August 25, 2024, Paraguay. In this photo illustration, the Nio Inc. logo is displayed on a smartphone screen — Stock Editorial Photography

China's economy has struggled in recent months amid a depressed level of consumer confidence and a devastating housing bust coupled with weak credit demand. Late in September—just after the U.S. Federal Reserve announced its first federal funds rate cut in several years—the People's Bank of China unveiled a three-part monetary stimulus program to reduce reserve requirement ratios (the amount of cash banks are required to keep on hand), mortgage rates and down payment requirements, and more.

Some economists view monetary easing of this kind as limited in its potential impact during an economic downturn. Still, the immediate response of Chinese markets to the announcement has been a flurry of activity and a significant rally. The CSI 300, an index representing 300 of the largest publicly traded, Chinese-listed companies, is up by nearly 24% in the last month. Following the stimulus reveal, it had its single best day in nearly two decades.

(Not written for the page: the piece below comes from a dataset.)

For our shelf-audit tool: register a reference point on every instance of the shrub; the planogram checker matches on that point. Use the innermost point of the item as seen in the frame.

A dip in Hong Kong stocks late in September prompted investors to speculate about how long the rally would continue. Indeed, consensus seems to be growing that a sharp reversal may be in store at some point if the stimulus measures are deemed to be ineffective overall. Still, there are several companies investors may wish to focus on during the boom.

NIO: Jolt for EV Maker

The Chinese government's stimulus package has helped to propel EV maker NIO Inc. (NYSE: NIO) upward by more than 55% in the last month, though the stock remains down more than a quarter overall in the last year.

Besides the boost tied with the broader Chinese equities space, NIO has experienced added momentum thanks to its late-September announcement of a RMB3.3 billion investment in its NIO China subsidiary from external investors, alongside a commitment of an additional RMB10 billion that NIO itself will make.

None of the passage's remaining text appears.